Забрав у мадам Леруа бульон и лекарство, а ещё несколько раз поблагодарив её за заботу и пообещав передать привет мсье Моресу, он направился к дому своего друга. Он не мог поверить в то, что женщина, которая купила у него все картины, могла оказаться права.
***
Хугуэс лежал в постели уже три дня. Он был сильно болен и уже потерял всякую надежду увидеть снова Селяви.
-Хугуэс, я пришел, - сказал Селяви, заглянувший в комнату.
-Селяви, мой дорогой друг, - прохрипел Хугуэс в ответ и расплылся в улыбке.
-Мадам Леруа передала тебе бульон и лекарство.
-Спасибо, спасибо, Селяви! Я так рад, что ты пришел!
***
Весь вечер Селяви провозился возле кровати Хугуэса, но тот так и не захотел ни есть, ни принимать никаких лекарств.
-Я уже стар, - улыбался Хугуэс и держал своего друга за руку, - я очень счастлив, что ты со мной. Пообещай мне всегда верить в себя. Человек, который не верит в себя всегда становится рабом чужой веры. Никогда не предавай мечту.
Селяви так и уснул возле кровати своего друга.
Он проснулся в полночь. Его разбудило шуршание в кармане его пиджака. Он посмотрел на карман и увидел, как баночка, оставленная ему женщиной, открылась.
-Хугуэс, - позвал Селяви, но ответа так и не последовало.
***
Спустя неделю Селяви снова вернулся на улицу, где находилась картинная галерея мсье Моро. Он решил попробовать нарисовать что-нибудь той краской, которая находилась в подаренной ему баночке. Селяви решил нарисовать море. Он никогда не видел море, но он часто слышал, как рассказывал о нем Хугуэс. Это была особенная картина. Проходящий мимо в тот вечер мсье Моро, владелец картинной галереи, ранее никогда не замечавший работ Селяви, обратил впервые свое внимание на его картину.
-Её определенно ждёт успех! – воскликнул владелец галереи.
***
Наверное, как и в любой другой такой истории с того дня Селяви должен был ждать успех. Он стал бы известным художником, он рисовал бы свои великие картины особенными красками, охотясь за душами людей и переселяя их в ту волшебную баночку с волшебными красками. А потом и его душа оказалась бы в той самой баночке с краской и осталась бы в руках той самой женщины, купившей однажды все картины Селяви. Именно она бы выкупила все картины, нарисованные художником с помощью тех волшебных красок, из галерей со всего мира, и собрала бы все души воедино, превратив их, в своих рабов. Превратив против их воли. Селяви сделал бы всю работу за неё, став рабом её веры. Она же была бы Дьяволом в обличии женщины.
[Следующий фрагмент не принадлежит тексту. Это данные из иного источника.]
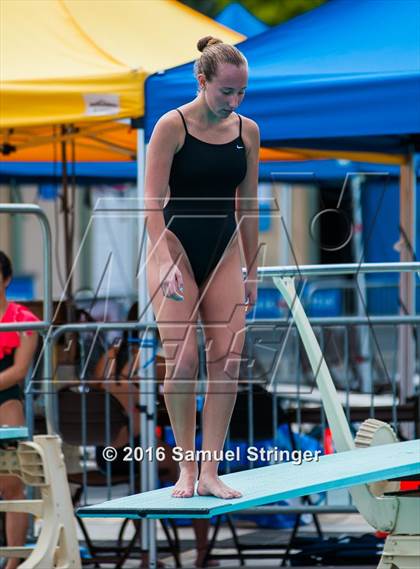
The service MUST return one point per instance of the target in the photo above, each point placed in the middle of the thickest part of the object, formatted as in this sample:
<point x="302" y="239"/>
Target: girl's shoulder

Наверное, как и в любой другой истории с этими картинами, до того, как их приобрела бы та самая женщина, происходили бы странные, пугающие, мистические события. Их владельцы мгновенно теряли бы всё до последнего гроша, с этими картинами связывали бы самые мистические пожары, где уцелевшими оставались только полотна Селяви, а посетители галерей говорили бы, что слышали, как эти картины плачут и просят о помощи. Но всё вышло не так в этой истории.
***
Как только Селяви хотел было продать свою картину мсье Моро и был в шаге от того, чтобы достигнуть «совершенства», он услышал, как картина тихо заговорила голосом Хугуэса. И она заговорила о море.
-Хугуэс всегда мечтал, чтобы его душа покоилась в море. Никакая слава не стоит чьей-то разрушенной мечты, - сказал Селяви и улыбнулся.
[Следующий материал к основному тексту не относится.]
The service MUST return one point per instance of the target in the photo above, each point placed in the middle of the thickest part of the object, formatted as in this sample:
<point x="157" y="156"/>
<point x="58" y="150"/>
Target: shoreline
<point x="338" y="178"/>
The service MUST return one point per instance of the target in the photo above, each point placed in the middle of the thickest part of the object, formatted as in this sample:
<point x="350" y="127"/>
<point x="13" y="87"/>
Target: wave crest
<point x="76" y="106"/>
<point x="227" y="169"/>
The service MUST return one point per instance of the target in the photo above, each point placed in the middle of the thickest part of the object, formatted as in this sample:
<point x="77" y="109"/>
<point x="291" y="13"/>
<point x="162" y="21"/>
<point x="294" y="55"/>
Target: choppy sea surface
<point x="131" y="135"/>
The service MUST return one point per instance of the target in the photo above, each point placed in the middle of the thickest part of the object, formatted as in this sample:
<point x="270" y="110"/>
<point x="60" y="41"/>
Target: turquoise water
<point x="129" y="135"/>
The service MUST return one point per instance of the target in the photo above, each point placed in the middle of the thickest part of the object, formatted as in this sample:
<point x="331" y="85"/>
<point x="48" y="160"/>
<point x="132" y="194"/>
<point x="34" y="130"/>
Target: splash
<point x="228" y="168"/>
Художник порвал свою картину.
Он услышал, как Хугуэс тихо благодарит его шумом волны, хотя ранее он никогда не слышал, как звучит море.
-Ах да, - сказал он и достал баночку из кармана своего пиджака, - этому тоже есть свое применение.
Он забросил баночку как можно дальше, улыбнулся мсье Моро и направился к N-ой улице.
-Эти художники такие странные ребята, - лишь буркнул мсье Моро. Он всегда был скуп на слова.
***
Наверное, у этой истории, как и у многих других мог бы быть счастливый конец. Но баночка, которую Селяви, казалось бы, разбил, оказалась совершенно целой. А даже если бы и не оказалась, то у той женщины, купившей все картины у Селяви, таких баночек было еще много. Как и художников, желающих чего-то большего, чем N-ая улица, величественного Авиньона, и совершенно не верящих в себя.